The situation is, however, more prosaic. Constraining the time interval considered to data more recent than 1850, from which time the sunspot number series is considered to be more reliable, the 14.5-year secondary peak and its harmonics completely disappear. On the other hand, the power spectrum for the years 1783 – 1835 indicates that the appearance of the 14.5-year secondary peak in the complete series is almost entirely due to the strong predominance of this period (and its harmonic) in that interval.
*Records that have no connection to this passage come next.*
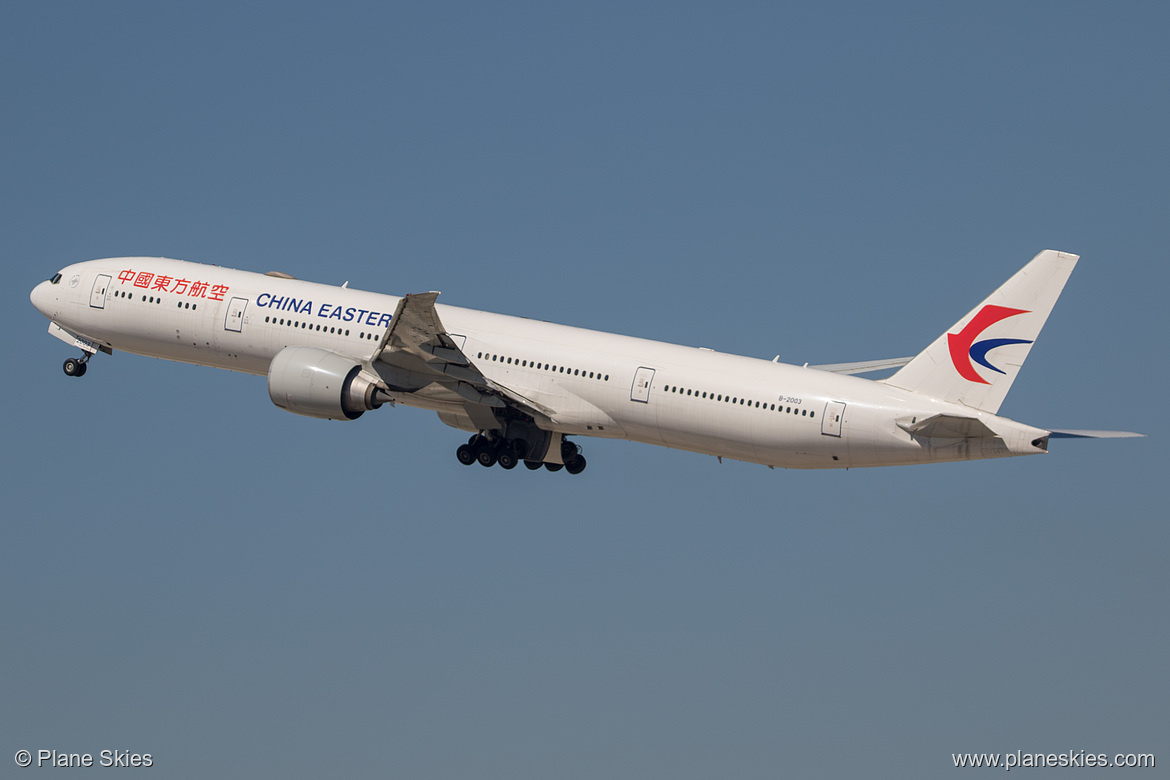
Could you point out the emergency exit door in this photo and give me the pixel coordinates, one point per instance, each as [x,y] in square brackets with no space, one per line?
[640,391]
[834,414]
[97,295]
[235,309]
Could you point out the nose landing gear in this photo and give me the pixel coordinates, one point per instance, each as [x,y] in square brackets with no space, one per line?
[75,366]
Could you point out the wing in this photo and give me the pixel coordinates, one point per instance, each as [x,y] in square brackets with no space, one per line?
[421,357]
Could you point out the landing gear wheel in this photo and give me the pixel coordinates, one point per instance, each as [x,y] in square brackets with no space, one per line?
[507,458]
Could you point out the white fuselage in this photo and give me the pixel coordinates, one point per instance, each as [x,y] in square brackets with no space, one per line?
[596,384]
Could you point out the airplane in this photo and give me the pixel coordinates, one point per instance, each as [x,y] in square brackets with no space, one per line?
[522,387]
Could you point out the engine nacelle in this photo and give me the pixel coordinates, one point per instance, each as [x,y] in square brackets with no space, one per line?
[319,384]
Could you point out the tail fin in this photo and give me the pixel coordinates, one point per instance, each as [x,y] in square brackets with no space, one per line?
[965,366]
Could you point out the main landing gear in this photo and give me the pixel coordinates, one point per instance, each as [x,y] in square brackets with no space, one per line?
[508,453]
[75,366]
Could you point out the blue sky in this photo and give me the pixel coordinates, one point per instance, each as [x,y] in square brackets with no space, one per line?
[191,572]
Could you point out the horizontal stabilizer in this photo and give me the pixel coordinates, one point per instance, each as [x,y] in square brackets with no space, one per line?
[947,426]
[864,366]
[1094,434]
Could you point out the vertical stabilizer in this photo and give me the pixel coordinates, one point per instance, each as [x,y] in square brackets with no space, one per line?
[975,363]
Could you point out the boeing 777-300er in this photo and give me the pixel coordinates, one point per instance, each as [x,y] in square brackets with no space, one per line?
[522,386]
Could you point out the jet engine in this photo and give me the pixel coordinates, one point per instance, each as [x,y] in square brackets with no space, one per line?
[321,384]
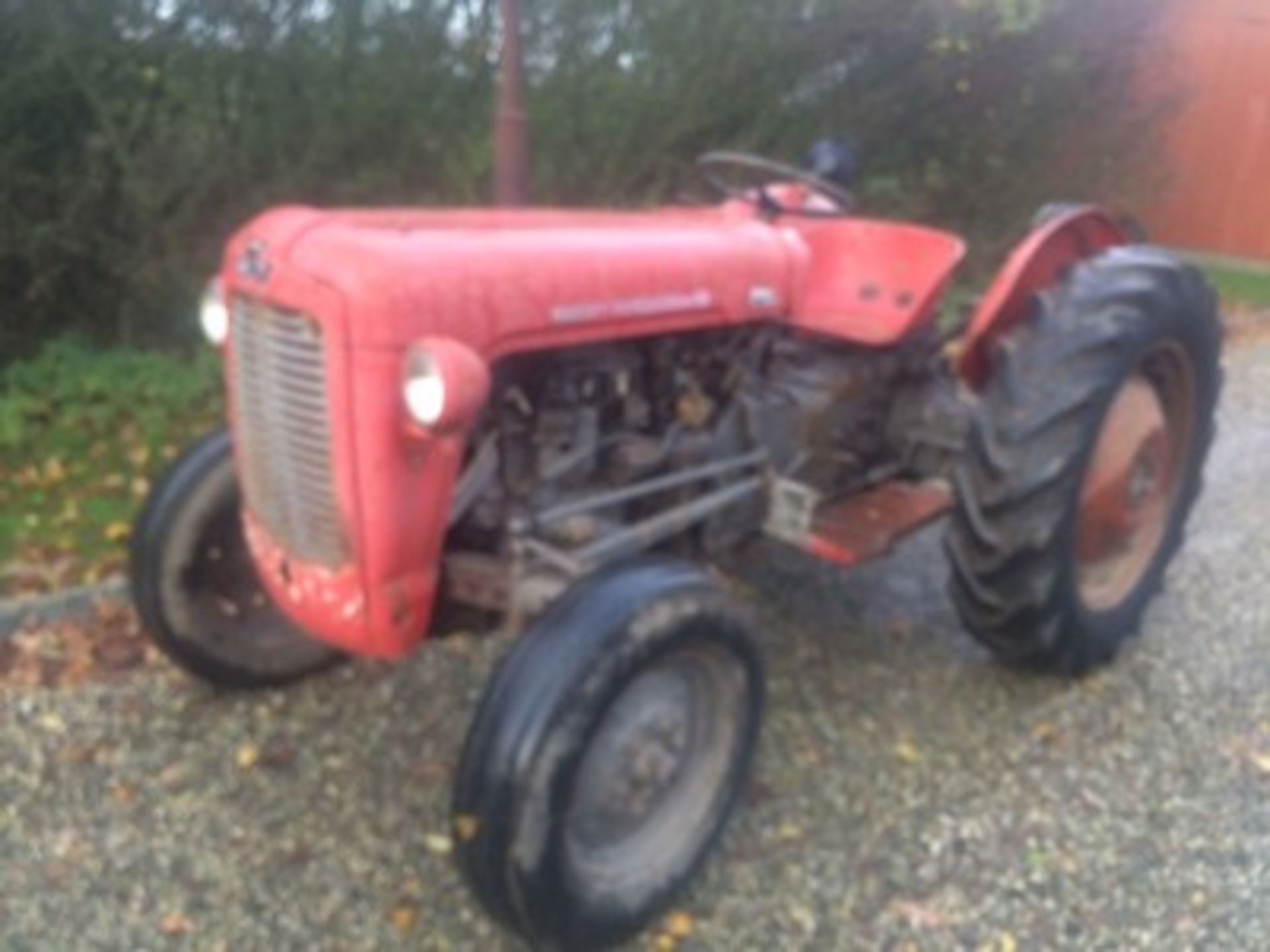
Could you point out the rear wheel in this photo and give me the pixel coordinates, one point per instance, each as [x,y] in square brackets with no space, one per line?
[607,754]
[1085,460]
[196,586]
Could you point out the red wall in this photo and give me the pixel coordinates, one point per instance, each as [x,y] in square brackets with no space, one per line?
[1217,177]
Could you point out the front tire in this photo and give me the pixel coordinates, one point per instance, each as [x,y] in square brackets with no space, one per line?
[196,587]
[1085,460]
[607,754]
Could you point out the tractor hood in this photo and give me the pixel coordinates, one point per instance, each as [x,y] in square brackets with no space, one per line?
[512,281]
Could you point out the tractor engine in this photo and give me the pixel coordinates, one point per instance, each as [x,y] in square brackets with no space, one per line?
[589,455]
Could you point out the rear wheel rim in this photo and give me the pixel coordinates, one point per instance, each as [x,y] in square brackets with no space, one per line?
[656,774]
[1134,476]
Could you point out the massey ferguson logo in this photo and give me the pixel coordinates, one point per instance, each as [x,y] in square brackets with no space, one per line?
[634,307]
[254,263]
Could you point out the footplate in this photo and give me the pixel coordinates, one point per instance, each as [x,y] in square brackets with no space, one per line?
[864,526]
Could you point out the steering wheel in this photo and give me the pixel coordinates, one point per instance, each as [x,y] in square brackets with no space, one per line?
[718,167]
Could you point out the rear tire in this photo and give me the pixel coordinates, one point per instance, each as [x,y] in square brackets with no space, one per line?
[1048,571]
[196,588]
[607,754]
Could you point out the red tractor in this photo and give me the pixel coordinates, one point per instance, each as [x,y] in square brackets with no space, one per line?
[549,416]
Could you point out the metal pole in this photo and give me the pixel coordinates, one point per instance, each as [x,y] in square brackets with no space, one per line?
[511,124]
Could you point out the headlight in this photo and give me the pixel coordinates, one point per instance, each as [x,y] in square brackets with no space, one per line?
[444,386]
[214,314]
[425,390]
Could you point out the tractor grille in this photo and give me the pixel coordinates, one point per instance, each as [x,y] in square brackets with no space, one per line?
[284,430]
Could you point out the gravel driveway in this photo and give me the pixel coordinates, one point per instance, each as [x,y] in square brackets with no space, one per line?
[910,795]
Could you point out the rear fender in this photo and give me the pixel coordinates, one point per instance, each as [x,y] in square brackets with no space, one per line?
[1039,263]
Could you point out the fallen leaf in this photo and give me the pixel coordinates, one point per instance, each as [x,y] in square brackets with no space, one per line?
[439,844]
[680,926]
[789,832]
[248,757]
[921,916]
[122,793]
[907,753]
[1260,761]
[466,828]
[404,918]
[177,924]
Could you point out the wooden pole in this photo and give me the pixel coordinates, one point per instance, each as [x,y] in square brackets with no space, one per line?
[511,124]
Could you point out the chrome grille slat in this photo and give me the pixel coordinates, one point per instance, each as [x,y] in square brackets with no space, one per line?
[284,430]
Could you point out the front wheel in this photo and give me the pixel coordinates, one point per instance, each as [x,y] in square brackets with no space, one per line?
[196,587]
[606,756]
[1085,460]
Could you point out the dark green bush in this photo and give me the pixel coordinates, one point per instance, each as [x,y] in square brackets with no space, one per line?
[136,135]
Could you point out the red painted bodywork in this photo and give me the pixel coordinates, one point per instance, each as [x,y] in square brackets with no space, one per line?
[1038,264]
[506,282]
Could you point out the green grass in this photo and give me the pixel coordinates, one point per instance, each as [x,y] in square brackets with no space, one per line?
[1240,286]
[81,436]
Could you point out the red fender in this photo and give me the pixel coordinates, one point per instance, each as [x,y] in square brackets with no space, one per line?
[1039,263]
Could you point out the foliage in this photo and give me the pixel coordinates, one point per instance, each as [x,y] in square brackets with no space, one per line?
[1241,287]
[81,434]
[136,134]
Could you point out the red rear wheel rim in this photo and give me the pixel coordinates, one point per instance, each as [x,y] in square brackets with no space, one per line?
[1133,477]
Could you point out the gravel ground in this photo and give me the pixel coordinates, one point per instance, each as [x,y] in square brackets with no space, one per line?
[910,793]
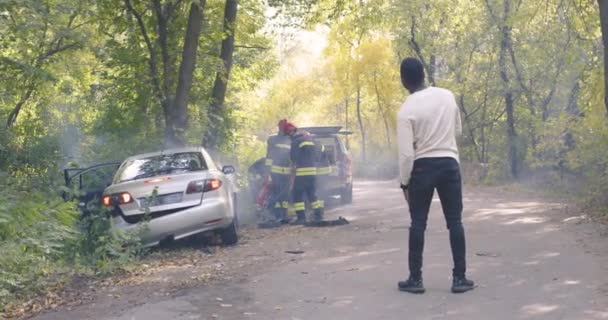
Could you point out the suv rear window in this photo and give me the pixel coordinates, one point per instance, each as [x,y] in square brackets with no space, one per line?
[160,165]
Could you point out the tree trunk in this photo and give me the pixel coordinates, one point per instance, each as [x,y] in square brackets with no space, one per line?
[218,94]
[175,132]
[604,22]
[382,112]
[346,121]
[361,129]
[505,43]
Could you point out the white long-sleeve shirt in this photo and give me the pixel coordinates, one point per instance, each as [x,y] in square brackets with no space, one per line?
[427,126]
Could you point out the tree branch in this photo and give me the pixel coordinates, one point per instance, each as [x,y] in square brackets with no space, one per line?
[152,59]
[252,47]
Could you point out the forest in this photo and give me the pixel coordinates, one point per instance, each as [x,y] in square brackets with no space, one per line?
[88,81]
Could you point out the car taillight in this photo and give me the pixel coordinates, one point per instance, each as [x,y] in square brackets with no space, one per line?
[116,199]
[107,201]
[203,186]
[125,198]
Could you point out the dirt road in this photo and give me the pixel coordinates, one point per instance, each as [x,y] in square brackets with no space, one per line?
[531,258]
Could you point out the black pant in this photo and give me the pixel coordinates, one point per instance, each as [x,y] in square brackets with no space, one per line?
[304,188]
[280,195]
[442,174]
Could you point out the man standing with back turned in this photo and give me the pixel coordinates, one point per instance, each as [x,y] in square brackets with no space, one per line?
[427,126]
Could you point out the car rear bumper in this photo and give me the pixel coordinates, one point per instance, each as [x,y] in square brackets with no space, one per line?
[211,214]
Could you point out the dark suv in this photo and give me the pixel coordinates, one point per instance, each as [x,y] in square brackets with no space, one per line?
[339,182]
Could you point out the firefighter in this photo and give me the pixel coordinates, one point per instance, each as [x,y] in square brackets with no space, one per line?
[304,156]
[279,163]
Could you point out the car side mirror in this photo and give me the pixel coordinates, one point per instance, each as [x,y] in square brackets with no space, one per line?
[228,169]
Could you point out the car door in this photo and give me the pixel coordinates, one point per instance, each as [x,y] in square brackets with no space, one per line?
[89,182]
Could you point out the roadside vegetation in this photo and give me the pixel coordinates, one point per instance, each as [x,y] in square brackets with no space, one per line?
[83,82]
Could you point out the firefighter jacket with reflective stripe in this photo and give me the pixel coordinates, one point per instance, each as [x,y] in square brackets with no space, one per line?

This interval covers the unusually long cycle 4 and the Dalton minimum, consisting of three consecutive unusually weak cycles, when the “normal” 11-year mode of operation was completely suppressed.
As pointed out by Petrovay (2010), this probably does not imply that the Sun was operating in a different mode during the Dalton minimum, the cycle length being 14.5 years instead of the usual 11 years. Instead, the effect may be explained by the well known inverse correlation between cycle length and amplitude, which in turn is the consequence of the strong inverse correlation between rise rate and cycle amplitude (Waldmeier effect), combined with a much weaker or nonexistent correlation between decay rate and amplitude (see Section 1.3.3). The cycles around the Dalton minimum, then, seem to lie at the low amplitude (or long period) end of a continuum representing the well known cycle length–amplitude relation, ultimately explained by the Waldmeier effect.
A major consequence of this is that the detailed distribution of peaks varies significantly depending on the interval of time considered. Indeed, Kolláth and Oláh (2009) recently applied time dependent harmonic analysis to the sunspot number series and found that the dominant periods have shown systematic secular changes during the past 300 years (Figure 9). For instance, the basic period seems to have shortened from 11 years to 10 years between 1850 and 1950, with some moderate increase in the last 50 years. (This is consistent with the known anticorrelation between cycle length and amplitude, cf. Section 1.3.3.)
A cursory look at Figure 3 shows that solar cycles often follow an alternating pattern of higher and lower maxima. In this apparent pattern, already noticed by the early observers (e.g, Turner, 1913c), odd cycles have been typically stronger than even cycles in the last two centuries.
This even–odd rule can be given two interpretations: a “weak” one of a general tendency of alternation between even and odd cycles in amplitude, or a “strong” one of a specific numerical relation between the amplitudes of consecutive cycles.
Let us first consider the rule in its weak interpretation. At first sight the rule admits many exceptions, but the amplitude of solar cycles depends on the particular measuring method used. Exceptions from the even–odd alternation rule become less common if a long term trend (calculated by applying a 12221 or 121 filter, see Section 1.3.1) is subtracted from the data (Charbonneau, 2001), or if integrated cycle amplitudes (sums of annual mean sunspot numbers during the cycle) are used (Gnevyshev and Ohl, 1948).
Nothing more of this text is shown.